Context: Stack profiling and flame graphs are very useful tools and techniques for troubleshooting and investigating workloads at the OS-level and understand which code path take most of the execution time. You can find extensive material and examples of flame graphs in Brendan Gregg's website and blog. A few additional examples of using stack tracing and flame graphs for investigating Oracle are: "Flame Graphs for Oracle" and "Oracle Optimizer Investigated with Flame Graphs".
Flame graphs are often used to visualize and analyze stack traces for CPU-bound processes. Perf has proven to be a very good tool to capture such traces in Linux. With perf you can collect stack backtraces of the running processes with little overhead. However this does not cover the cases when the process under investigation is off-CPU (for example sleeping and/or waiting for an I/O operation to finish). This topic has also been addressed by Brendan Gregg in his blog, with off-CPU flame graphs. However data collection for the case of off-CPU stack traces seems to be still an area of active investigation, especially for Linux. This post addresses the case of collecting kernel stack data for flame graph visualization in the case of processes that spend a large fraction of their time off-CPU and/or in system calls.
What's new: In this blog you can find a description of  a basic technique for sampling kernel stacks and a script to automate the process. The script gathers kernel stack traces and process status by sampling the /proc filesystem. This is intended for investigations of processes in Linux that  spend a significant part of their elapsed time off CPU (for example in status S, sleep, or D, disk sleep). 
The main engine of the script is a simple loop reading /proc/pid/stack. I have first heard of this idea in Tanel Poder's blog. A similar concept is also used in the poor man's profiler. Just to illustrate how simple the method is, here is the main data collection part of kstacksampler.sh:
for x in $(seq 1 $iterations); do
   cat /proc/$pid/stack    # get kernel stack trace
done
Example 1: Investigation of a workload showing a network bottleneck. 
Preliminary info:
The case is of a database session retrieving data over a slow network. A simple statement for reading a database table "SELECT * FROM LARGETABLE;" is used to generate the workload. When examining the database process (on the DB server side) it shows little usage of CPU. This can be investigated for example using pidstat (RHEL/EL 6.7 was used for this test).
[root@MYDB]# pidstat -p 9124 1 10
Linux 2.6.32-573.7.1.el6.x86_64 (MYDB)          10/22/2015      _x86_64_        (4 CPU)
10:10:28 PM       PID    %usr %system  %guest    %CPU   CPU  Command
10:10:29 PM      9124    0.00    4.00    0.00    4.00     0  oracle_9124_orc
10:10:30 PM      9124    4.85    4.85    0.00    9.71     2  oracle_9124_orc
10:10:31 PM      9124    1.00    2.00    0.00    3.00     2  oracle_9124_orc
You can also use Oracle instrumentation to investigate the process and find that it is mostly idle.

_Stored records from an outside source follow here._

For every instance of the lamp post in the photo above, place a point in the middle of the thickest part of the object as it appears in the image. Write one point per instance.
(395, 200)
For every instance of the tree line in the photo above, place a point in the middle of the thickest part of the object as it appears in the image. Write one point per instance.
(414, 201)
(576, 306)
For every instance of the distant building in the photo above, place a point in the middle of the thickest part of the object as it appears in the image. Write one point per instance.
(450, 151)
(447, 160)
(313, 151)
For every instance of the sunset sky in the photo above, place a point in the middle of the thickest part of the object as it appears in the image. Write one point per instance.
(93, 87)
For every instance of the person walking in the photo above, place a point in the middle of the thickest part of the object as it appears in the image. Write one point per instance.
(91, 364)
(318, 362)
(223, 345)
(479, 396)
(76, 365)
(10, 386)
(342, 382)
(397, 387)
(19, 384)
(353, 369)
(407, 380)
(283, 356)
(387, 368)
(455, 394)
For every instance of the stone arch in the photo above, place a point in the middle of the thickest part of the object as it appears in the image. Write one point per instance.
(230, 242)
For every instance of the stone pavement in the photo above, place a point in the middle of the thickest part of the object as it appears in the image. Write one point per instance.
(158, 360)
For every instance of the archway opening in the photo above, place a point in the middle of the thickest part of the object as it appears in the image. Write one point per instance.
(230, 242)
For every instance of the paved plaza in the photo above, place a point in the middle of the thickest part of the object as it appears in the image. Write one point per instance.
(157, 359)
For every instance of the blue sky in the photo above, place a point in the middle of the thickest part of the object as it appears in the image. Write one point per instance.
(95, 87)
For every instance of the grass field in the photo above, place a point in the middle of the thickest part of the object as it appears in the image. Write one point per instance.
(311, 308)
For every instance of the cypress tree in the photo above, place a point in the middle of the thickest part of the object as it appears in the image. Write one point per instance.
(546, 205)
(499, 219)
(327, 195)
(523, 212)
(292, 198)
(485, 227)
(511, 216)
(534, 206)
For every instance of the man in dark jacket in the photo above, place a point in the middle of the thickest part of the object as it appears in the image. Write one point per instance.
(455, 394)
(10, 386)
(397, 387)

In particular V$ views such as V$SESSION, V$SESSION_LONGOPS, V$ACTIVE_SESSION_HISTORY are some of the views that can be used, or rather their graphical counterpart using OEM.
Stack Tracing:
You can now try the script kstacksampler.sh and build a flame graph with its output to further the investigation. In the following the task is divided in two steps. The first step is data collection with kstacksampler.sh, with some additional data filtering with grep and sed. The second step integrates with the FlameGraph toolset. In particular stackcollapse-stap.pl folds the stack and flamegraph.pl builds the flame graph (see Figure 1).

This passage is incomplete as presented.